The present invention relates to a method for suppressing phantom images in a digital copying or printing process comprising a developing step in which:
toner material is transferred to or from a surface of a support medium,
each point of said surface is subject to a sequence of process steps,
each pair consisting of a point of said surface and a process step of said sequence is associated with a pixel of image information to be printed, and
said process steps include at least one step which is influenced in a predetermined way by at least one preceding process step for the same surface point.
One example for a digital or printing process to which the present invention is applicable is the electrophotographic process, in which a latent electrostatic charge pattern is formed by a laser or LED exposure of a photoconductive drum or belt in accordance with a dot like image pattern. The charge pattern is then moved past a developing zone, where it is developed with toner powder, e.g. by a magnetic brush process using a donor drum to which the toner adheres by magnetic attraction. The toner is supplied on the surface of the donor drum which, in this case, forms the above-mentioned support medium. The above-mentioned process steps are the steps in which a given point on the surface of the donor drum reaches the developing zone, and toner is either transferred onto the photoconductor or not, depending on the charge state of the photoconductor, i. e. on the image information of the pixel to be printed. Thus, some portions on the surface of the donor drum will loose their toner layer, whereas other portions of this drum remain coated with toner. During further rotation of the donor drum, new toner is supplied from a reservoir, so that an apparently uniform toner layer is re-established on the surface of the donor drum.
It turns out, however, that the toner layer on the surface of the donor drum is not completely uniform. In those portions, where toner had been transferred to the photoconductor and had been replaced by new toner from the reservoir, the thickness, physical structure and/or composition (e.g. particle size distribution) of the toner layer is slightly different from the conditions of the toner layer in the other portions, where a toner layer had constantly remained on the surface. In case of a two-component developer comprising carrier particles and toner particles, a difference may also be caused by the fact that the developer becomes exhausted, i.e. becomes deprived of toner particles. The next process step in the sequence is reached when the same point on the surface of the donor drum reaches the developing zone once again. Due to the above-mentioned differences in the constitution of the toner layer, the process of toner transfer in this subsequent step will to some extent be influenced by the xe2x80x9chistoryxe2x80x9d of the donor drum. This influence may become visible on the printed image in the form of a phantom image.
This effect and other effects leading to phantom images will be explained in greater detail in the description of the preferred embodiments.

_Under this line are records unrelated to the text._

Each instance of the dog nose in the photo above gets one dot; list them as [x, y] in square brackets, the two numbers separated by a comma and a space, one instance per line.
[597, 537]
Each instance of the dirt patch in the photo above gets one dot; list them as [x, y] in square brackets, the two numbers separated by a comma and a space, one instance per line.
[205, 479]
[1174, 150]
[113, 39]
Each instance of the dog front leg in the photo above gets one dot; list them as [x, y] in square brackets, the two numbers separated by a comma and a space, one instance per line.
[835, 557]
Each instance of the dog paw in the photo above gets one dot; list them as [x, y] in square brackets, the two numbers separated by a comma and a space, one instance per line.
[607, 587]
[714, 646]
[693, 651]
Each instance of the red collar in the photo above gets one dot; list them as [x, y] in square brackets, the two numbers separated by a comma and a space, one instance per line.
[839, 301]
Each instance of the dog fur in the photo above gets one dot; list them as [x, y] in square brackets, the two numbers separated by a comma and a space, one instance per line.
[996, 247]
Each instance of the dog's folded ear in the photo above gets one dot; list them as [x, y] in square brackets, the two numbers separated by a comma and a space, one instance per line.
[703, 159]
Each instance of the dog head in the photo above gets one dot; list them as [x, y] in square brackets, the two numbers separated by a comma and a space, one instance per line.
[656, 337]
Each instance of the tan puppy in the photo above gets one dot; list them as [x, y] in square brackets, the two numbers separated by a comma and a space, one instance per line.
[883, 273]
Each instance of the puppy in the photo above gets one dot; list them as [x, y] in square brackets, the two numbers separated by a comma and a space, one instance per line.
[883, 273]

The occurrence and intensity of phantom images will generally depend on various parameters of the developing process, such as the strength of electric and/or magnetic fields in the developing zone, gap width or contact pressure in the developing zone, properties of the toner, surface properties of the support medium and the like. When these parameters are known, the intensity of phantom images is predictable and, to some extent, controllable on the basis of empirical data. An important conventional measure for suppressing phantom images is carefully cleaning of the support medium. However, the very properties of the toner which are normally desirable in the developing process, i.e. small particle size, high pigmentation and good adhesion, make the cleaning process difficult. In addition, too intensive cleaning may limit the lifetime of the components involved.
In black and white printing or copying, phantom images will normally be visible only on solid white or black parts of the image, and it is in most cases possible to suppress these phantom images to a sufficient extent by conventional measures. However, in halftone printing and especially in full color printing, the likelihood of visible phantom images is increased, because phantom images will also be visible in areas with a uniformly shaded or colored background in the form of a slight change in hue or density. Further, it is more difficult in these cases to suppress the phantom images by controlling the parameters of the developing process.
It is therefore an object of the present invention to provide a method for more efficiently suppressing phantom images in digital printing or copying, especially in halftone or full color printing or copying.
According to the present invention, in case of a digital copying or printing process as described in the preamble, this object is achieved by a digital image processing step in which the image information for each pixel to be printed is corrected on the basis of image information for at least the pixel associated with the same surface point and said preceding process step, thereby compensating for the influence of this preceding process step. Thus, according to the general concept of the invention, phantom images are suppressed by digital image processing. The invention then takes advantage of the fact that the occurrence and intensity of phantom images is predictable once the parameters of the process, e.g. developing, transfer and cleaning steps as well as average behavior such as aging behavior of the image registration member, intermediate transfer (when used) and toner and/or developer powder, are known. Since the phantom image is overlaid on the image to be printed in accordance with the image information, it is possible to correct the image information in such a way that the combined effect of the corrected image information and the phantom image gives the desired density of the image or, in case of color printing, of the color component to be printed.